Sunday, July 1, 2012

What is a Probability Density Function, and what is it good for?

A lot of Machine Learning is about estimating the probability of classes. But first, how do we describe the probability of something? I'll talk about this in fairly general terms, and skipping over a lot of vigorous math. This is mostly because I want to introduce the concept, and introduce some hight level concepts.

So, how do we represent the probability of $$x$$ occurring?  We denote it $$P(x)$$, where the 'P' is for probability. The probability could be for something discrete ( where $$x$$ can have only one of a finite number of values), or continuous. Flipping a coin has only two possibilities - heads or tails [Or perhaps it has three: heads, tails, and landing on its side]. One would denote the probability of a coin flip being 'Heads' as $$P(x = Heads)$$.

While discrite distributions are useful, I find continuous probability distributions more interesting an useful for ML. As the name implies, continuous distributions represent the probability of $$x$$ having any value in a given range. Often, this range is in $$(-\infty , \infty)$$. So say we are trying to estimate the probability of a bright eyed young collage graduate getting a $60k job? We would write $$P(x = 60,000)$$. However, this does not make as much sense as we might think. We will get to why in a moment. I like to phrase a probability distribution by its probability density function, which we denote $$f(x)$$. So $$P(x) = f(x)$$. Seems simple, but, wouldn't we expect $$P(x = 60,000) \approx P(x = 60,001)$$. So say there is a 1% chance of getting a 60k job. By our intuition,$60,001 would also be around 1%, and so on. But say were incremented even smaller, by one cent. Do you see the problem? The sum of probabilities for just a range of a few dollars would be over 100%!

So really, you cant use  $$P(x)$$ when  $$x \in \Re$$, but you can use it to compare which is more likely, $$x$$ or $$x + \epsilon$$, even if its only going to be a small difference. Which is useful.

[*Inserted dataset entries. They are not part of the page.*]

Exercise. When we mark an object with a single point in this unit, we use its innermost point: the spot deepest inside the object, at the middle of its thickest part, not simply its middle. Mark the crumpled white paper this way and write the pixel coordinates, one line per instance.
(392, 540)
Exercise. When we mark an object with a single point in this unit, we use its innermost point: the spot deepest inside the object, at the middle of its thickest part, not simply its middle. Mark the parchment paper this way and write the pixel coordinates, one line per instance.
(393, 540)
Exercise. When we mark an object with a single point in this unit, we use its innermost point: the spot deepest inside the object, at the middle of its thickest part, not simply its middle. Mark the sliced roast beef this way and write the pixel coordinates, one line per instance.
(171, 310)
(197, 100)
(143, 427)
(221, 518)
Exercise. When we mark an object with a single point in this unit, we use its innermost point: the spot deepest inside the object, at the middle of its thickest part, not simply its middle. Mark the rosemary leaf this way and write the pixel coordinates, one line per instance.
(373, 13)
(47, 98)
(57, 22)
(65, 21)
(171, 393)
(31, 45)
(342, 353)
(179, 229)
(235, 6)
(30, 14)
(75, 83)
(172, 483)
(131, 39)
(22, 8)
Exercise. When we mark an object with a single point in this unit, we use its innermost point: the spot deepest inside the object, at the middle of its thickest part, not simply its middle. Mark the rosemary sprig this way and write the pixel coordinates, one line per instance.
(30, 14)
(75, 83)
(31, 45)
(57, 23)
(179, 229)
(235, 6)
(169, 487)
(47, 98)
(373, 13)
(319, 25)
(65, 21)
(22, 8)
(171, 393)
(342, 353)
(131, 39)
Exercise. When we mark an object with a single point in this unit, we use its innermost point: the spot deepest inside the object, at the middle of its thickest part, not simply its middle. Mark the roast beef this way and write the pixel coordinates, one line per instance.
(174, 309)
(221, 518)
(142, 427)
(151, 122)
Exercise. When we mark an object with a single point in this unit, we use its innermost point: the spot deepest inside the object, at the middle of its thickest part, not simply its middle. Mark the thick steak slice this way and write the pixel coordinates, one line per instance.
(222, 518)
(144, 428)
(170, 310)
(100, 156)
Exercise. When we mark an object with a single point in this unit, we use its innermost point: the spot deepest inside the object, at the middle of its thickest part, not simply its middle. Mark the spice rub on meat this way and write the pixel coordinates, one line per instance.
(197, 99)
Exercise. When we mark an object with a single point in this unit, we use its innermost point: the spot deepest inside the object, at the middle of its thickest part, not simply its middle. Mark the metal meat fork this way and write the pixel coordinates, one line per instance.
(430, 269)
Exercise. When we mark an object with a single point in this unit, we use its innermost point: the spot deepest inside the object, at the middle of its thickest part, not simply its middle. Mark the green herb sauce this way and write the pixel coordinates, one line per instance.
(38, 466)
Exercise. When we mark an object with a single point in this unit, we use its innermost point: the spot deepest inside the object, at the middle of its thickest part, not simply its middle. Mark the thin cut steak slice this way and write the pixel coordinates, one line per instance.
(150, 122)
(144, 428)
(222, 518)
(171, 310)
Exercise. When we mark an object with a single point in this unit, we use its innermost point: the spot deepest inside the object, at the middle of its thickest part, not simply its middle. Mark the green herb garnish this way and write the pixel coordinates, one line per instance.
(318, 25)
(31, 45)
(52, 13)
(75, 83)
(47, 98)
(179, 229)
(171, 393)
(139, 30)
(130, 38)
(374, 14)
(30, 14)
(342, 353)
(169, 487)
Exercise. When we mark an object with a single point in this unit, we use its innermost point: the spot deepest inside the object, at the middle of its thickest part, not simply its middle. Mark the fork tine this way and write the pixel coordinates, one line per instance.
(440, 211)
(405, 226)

But back to the probability density function, what good is it for? Well, turns out -  we can reasonable ask for the probability that we get a job offer in the range of 55k and 65k, or $$P(55k \leq x \leq 65k)$$.

Because we have the function for the probability, and  by definition its integral must sum to one, we can write
$$P(a \leq x \leq b) = \int_{a}^{b} f(x)$$
Now this is meaningful! We can ask for the probability of getting a job offer in a certain range. This is also useful to provide meaningful information.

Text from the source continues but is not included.